Le malus auto et la taxe sur les véhicules de société sont étendus à compter du 1er juillet 2019 aux pick-up qui n'ont pas un objet utilitaire. C'est-à-dire ceux comprenant au moins cinq places assises.

Réduction d'impôt pour mise à disposition d'une flotte de vélos (art. 145)

La réduction d'impôt sur les sociétés pour mise à disposition d'une flotte de vélos est étendue aux dépenses de location d'une telle flotte, à condition pour les entreprises de souscrire un contrat de location d'une durée minimale de trois ans.

Modification du crédit d'impôt pour la transition énergétique (art. 182)

Le crédit d'impôt pour la transition énergétique (CITE) est prorogé pour un an. Après moult tergiversations, l'article rend de nouveau éligible au crédit d'impôt les dépenses d'acquisition des fenêtres venant remplacer des parois à simple vitrage, dans la limite d'un plafond de 100 euros par fenêtre, qui sera fixé par arrêté interministériel. Le CITE est ouvert au remplacement d'une chaudière au fioul par une chaudière fonctionnant à l'aide d'énergies renouvelables (EnR). L'éligibilité est toutefois conditionnée au respect de plafonds de ressources qui seront alignés par décret sur ceux applicables aux aides de l'Agence nationale de l'habitat (Anah). L'application du CITE aux dépenses d'acquisition de chaudières fonctionnant au gaz est soumise à des conditions renforcées de performance énergétique et à un plafond de dépense. Ce plafond, qui devrait être compris entre 1.000 et 1.200 euros, sera fixé par arrêté interministériel. Le gouvernement devra par ailleurs remettre avant le 1er septembre 2019 un rapport au Parlement sur la transformation du CITE en prime.

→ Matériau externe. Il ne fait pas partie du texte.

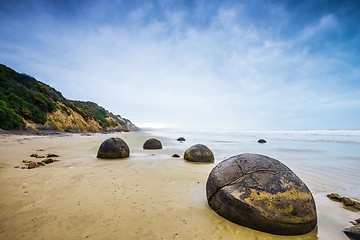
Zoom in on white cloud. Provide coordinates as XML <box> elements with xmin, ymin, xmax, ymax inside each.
<box><xmin>1</xmin><ymin>1</ymin><xmax>359</xmax><ymax>129</ymax></box>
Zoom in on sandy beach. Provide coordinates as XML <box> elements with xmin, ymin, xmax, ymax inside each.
<box><xmin>0</xmin><ymin>132</ymin><xmax>359</xmax><ymax>239</ymax></box>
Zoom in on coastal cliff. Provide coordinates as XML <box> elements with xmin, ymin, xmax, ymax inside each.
<box><xmin>0</xmin><ymin>64</ymin><xmax>137</xmax><ymax>132</ymax></box>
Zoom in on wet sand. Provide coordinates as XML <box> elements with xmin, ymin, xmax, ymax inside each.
<box><xmin>0</xmin><ymin>132</ymin><xmax>359</xmax><ymax>239</ymax></box>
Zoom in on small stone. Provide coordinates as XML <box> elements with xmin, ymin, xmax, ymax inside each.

Modification de l'éco-PTZ (art. 184)

Cet article vise à simplifier et à proroger jusqu'en 2021 le dispositif de l'éco-prêt à taux zéro (Eco-PTZ) destiné à financer des travaux de performance énergétique. Les dispositions votées suppriment la condition de bouquet de travaux. Le texte inclut par ailleurs les travaux d'isolation des planchers bas dans la liste des travaux éligibles. Il ouvre l'éco-PTZ aux logements achevés depuis plus de deux ans. Le PLF prévoit également d'uniformiser la durée d'emprunt à quinze ans indépendamment du nombre d'actions financées mais aussi d'"étendre le cumul entre un premier éco-PTZ et un éco-PTZ complémentaire dans un délai porté à cinq ans". Certaines dispositions portent par ailleurs sur l'éco-PTZ s'adressant aux copropriétaires. Le projet prévoit de supprimer la disposition imposant que 75% des quote-parts de copropriétés soient comprises dans des lots affectés à l'usage d'habitation. Il prévoit également d'autoriser le cumul entre un premier prêt attribué à un syndicat de copropriétaires et un éco-PTZ complémentaire attribué soit à ce même syndicat, soit à un copropriétaire. Certaines de ces dispositions s'appliquent au 1er mars 2019, d'autres au 1er juillet 2019.

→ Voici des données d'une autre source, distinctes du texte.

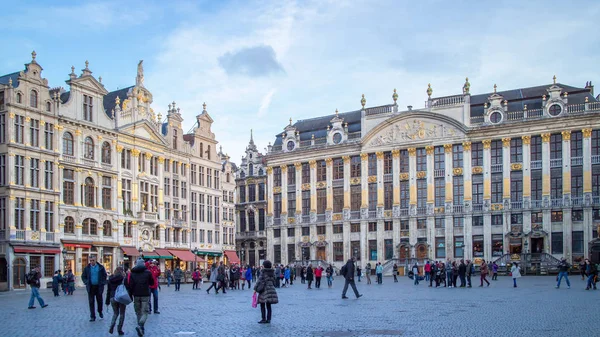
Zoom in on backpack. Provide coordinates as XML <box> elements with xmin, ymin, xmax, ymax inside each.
<box><xmin>25</xmin><ymin>270</ymin><xmax>37</xmax><ymax>284</ymax></box>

Réduction du taux de TVA sur certaines prestations de gestion des déchets (art. 190)

Cet article baisse de 10 à 5,5% à compter du 1er janvier 2021 le taux de TVA applicable à certaines opérations de traitement et de valorisation des déchets : collecte séparée, collecte en déchetterie, tri et valorisation matière des déchets ménagers et déchets assimilés, ainsi que les prestations de service concourant au bon déroulement de ces opérations.

Transformation de la taxe de balayage en redevance (art. 191)

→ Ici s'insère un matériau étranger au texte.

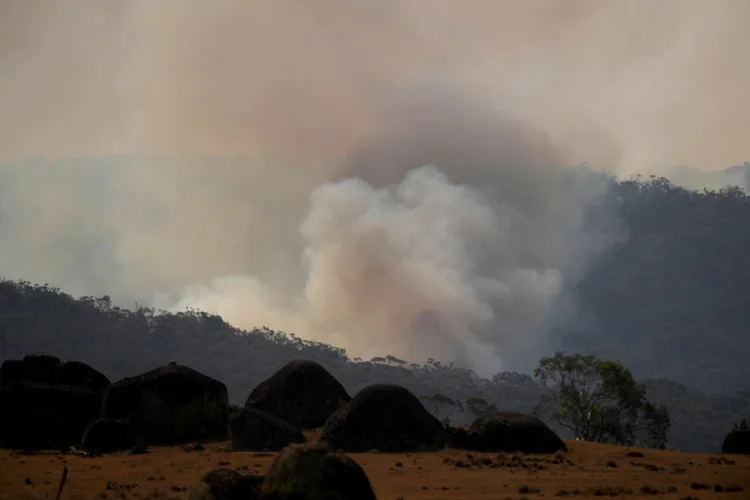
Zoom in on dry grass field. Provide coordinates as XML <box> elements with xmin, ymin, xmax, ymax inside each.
<box><xmin>0</xmin><ymin>441</ymin><xmax>750</xmax><ymax>500</ymax></box>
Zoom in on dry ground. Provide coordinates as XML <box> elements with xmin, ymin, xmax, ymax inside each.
<box><xmin>0</xmin><ymin>441</ymin><xmax>750</xmax><ymax>500</ymax></box>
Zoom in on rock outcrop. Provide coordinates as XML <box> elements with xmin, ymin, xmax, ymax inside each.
<box><xmin>262</xmin><ymin>442</ymin><xmax>375</xmax><ymax>500</ymax></box>
<box><xmin>0</xmin><ymin>382</ymin><xmax>102</xmax><ymax>450</ymax></box>
<box><xmin>321</xmin><ymin>385</ymin><xmax>445</xmax><ymax>453</ymax></box>
<box><xmin>102</xmin><ymin>363</ymin><xmax>229</xmax><ymax>445</ymax></box>
<box><xmin>245</xmin><ymin>360</ymin><xmax>351</xmax><ymax>429</ymax></box>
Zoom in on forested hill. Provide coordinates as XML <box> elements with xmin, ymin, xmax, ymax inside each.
<box><xmin>562</xmin><ymin>178</ymin><xmax>750</xmax><ymax>392</ymax></box>
<box><xmin>0</xmin><ymin>179</ymin><xmax>750</xmax><ymax>451</ymax></box>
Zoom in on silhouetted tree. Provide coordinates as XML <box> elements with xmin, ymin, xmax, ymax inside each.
<box><xmin>534</xmin><ymin>352</ymin><xmax>670</xmax><ymax>448</ymax></box>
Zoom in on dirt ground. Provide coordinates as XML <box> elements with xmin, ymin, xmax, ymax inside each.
<box><xmin>0</xmin><ymin>441</ymin><xmax>750</xmax><ymax>500</ymax></box>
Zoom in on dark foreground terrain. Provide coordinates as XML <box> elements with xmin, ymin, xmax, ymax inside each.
<box><xmin>0</xmin><ymin>438</ymin><xmax>750</xmax><ymax>500</ymax></box>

Cet article transforme la taxe de balayage, que les communes et intercommunalités peuvent instituer, en redevance. Il en améliore la gestion en fusionnant dans les documents budgétaires son produit avec celui de la taxe d'enlèvement des ordures ménagères, de même que les dépenses, directes et indirectes, financées par ces deux taxes.

Taxe incitative à l'incorporation de biocarburants (art. 192)

Cet article réforme la composante de la taxe générale sur les activités polluantes (TGAP) visant à encourager le recours aux agrocarburants et la rebaptise "taxe incitative à l'incorporation de biocarburants". Il renforce pour 2019 et 2020 les objectifs d'incorporation d'énergie renouvelable à atteindre par les professionnels. La mesure votée vise également à améliorer l'articulation entre la taxe incitative et la taxe intérieure de consommation sur les produits énergétiques (TICPE). Elle met par ailleurs fin au traitement différencié des matières premières selon la catégorie de carburants à laquelle ils sont incorporés.

Cet article exclut par ailleurs les produits à base d'huile de palme de la catégorie des biocarburants. Ce qui signifie qu'il est mis fin à compter du 1er janvier 2020 à l'avantage fiscal qui leur était applicable.

Recouvrement de la TGAP sur les produits pétroliers (art. 193)

Cet article réorganise les modalités de recouvrement et de contrôle de la taxe générale sur les activités polluantes (TGAP) et de la TVA afférente aux livraisons de produits pétroliers.

Suppression de la redevance pour obstacle sur les cours d'eau (art. 195)

La redevance pour obstacle sur les cours d'eau est supprimée à compter du 1er janvier 2020. Cette redevance était due par toute personne possédant un ouvrage constituant un obstacle continu joignant les deux rives d'un cours d'eau, à'exception des propriétaires d'ouvrages faisant partie d'installations hydroélectriques assujettis à la redevance pour prélèvements sur la ressource en eau.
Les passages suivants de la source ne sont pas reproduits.